Good sleep is more important to physical health than you may expect, linked to an increased risk of serious conditions such as heart disease, stroke, high blood pressure and diabetes.

With Better Sleep Month just around the corner, we caught up with David Sholes, manager of Neurodiagnostics at Tucson Medical Center.

Why should I worry about whether I get rest? It’s not going to make me sick or anything, right?

“Sleep in our culture is entirely under-rated. People think it’s more of an inconvenience than a true health concern, which is alarming.”

You read about “good sleep hygiene.” What’s that all about?

“By keeping a regular routine, your body knows what time to go to sleep and what time to wake up, and is more likely to transition through the necessary four stages of sleep without interruption.”

Any tips on getting a good night’s sleep? 

“It’s a good idea to:

  • keep the room cool
  • avoid alcohol and caffeine, including chocolate, within five hours of bedtime
  • avoid going to bed on an empty stomach
  • finish exercising at least three hours before bedtime

And even though this is one of my least popular tips: Keep pets out of the bed and make sure that the television stays off during sleep time.”
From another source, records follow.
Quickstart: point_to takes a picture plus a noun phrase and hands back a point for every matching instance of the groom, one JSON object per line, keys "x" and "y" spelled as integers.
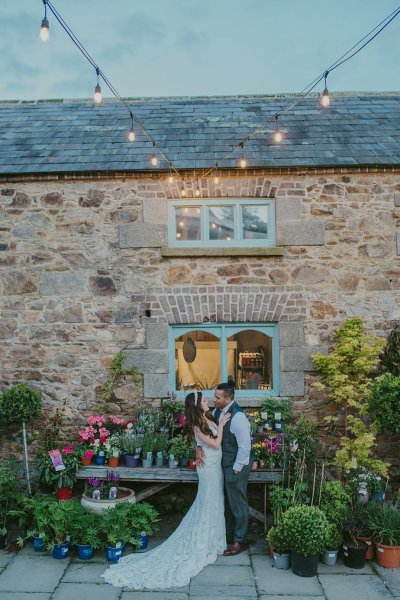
{"x": 236, "y": 448}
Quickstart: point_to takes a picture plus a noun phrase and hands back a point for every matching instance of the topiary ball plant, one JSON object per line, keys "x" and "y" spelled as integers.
{"x": 306, "y": 528}
{"x": 19, "y": 403}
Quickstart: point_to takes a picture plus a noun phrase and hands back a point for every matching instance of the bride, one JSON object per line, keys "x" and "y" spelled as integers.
{"x": 200, "y": 536}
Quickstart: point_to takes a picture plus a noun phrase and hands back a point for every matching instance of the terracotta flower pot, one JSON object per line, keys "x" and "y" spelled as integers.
{"x": 387, "y": 556}
{"x": 371, "y": 548}
{"x": 64, "y": 493}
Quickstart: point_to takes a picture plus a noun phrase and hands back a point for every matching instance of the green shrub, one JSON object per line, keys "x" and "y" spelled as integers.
{"x": 384, "y": 403}
{"x": 306, "y": 528}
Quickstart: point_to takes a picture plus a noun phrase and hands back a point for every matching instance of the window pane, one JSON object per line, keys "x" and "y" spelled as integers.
{"x": 250, "y": 364}
{"x": 255, "y": 222}
{"x": 204, "y": 372}
{"x": 221, "y": 223}
{"x": 187, "y": 223}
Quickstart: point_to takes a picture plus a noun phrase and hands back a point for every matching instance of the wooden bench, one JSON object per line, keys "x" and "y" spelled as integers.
{"x": 163, "y": 477}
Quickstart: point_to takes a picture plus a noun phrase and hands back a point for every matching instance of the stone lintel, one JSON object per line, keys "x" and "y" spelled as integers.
{"x": 291, "y": 333}
{"x": 142, "y": 235}
{"x": 287, "y": 209}
{"x": 292, "y": 383}
{"x": 301, "y": 233}
{"x": 147, "y": 361}
{"x": 155, "y": 210}
{"x": 218, "y": 252}
{"x": 157, "y": 336}
{"x": 299, "y": 358}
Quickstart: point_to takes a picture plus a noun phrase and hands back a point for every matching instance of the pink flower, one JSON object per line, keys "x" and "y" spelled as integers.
{"x": 68, "y": 449}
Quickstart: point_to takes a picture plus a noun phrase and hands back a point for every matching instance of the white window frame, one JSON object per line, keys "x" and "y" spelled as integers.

What if I can’t fall asleep?

“If you can’t fall asleep after 15 to 20 minutes, get up and do some other relaxing activity rather than stew over your inability to sleep.”

Can you reverse lost sleep by trying to cram it in on the weekends?

“It takes the average person three days to rebound from one night of sleep deprivation. In a weekend, you’re never going to recover at that rate. You’re better off just keeping a reasonable schedule.”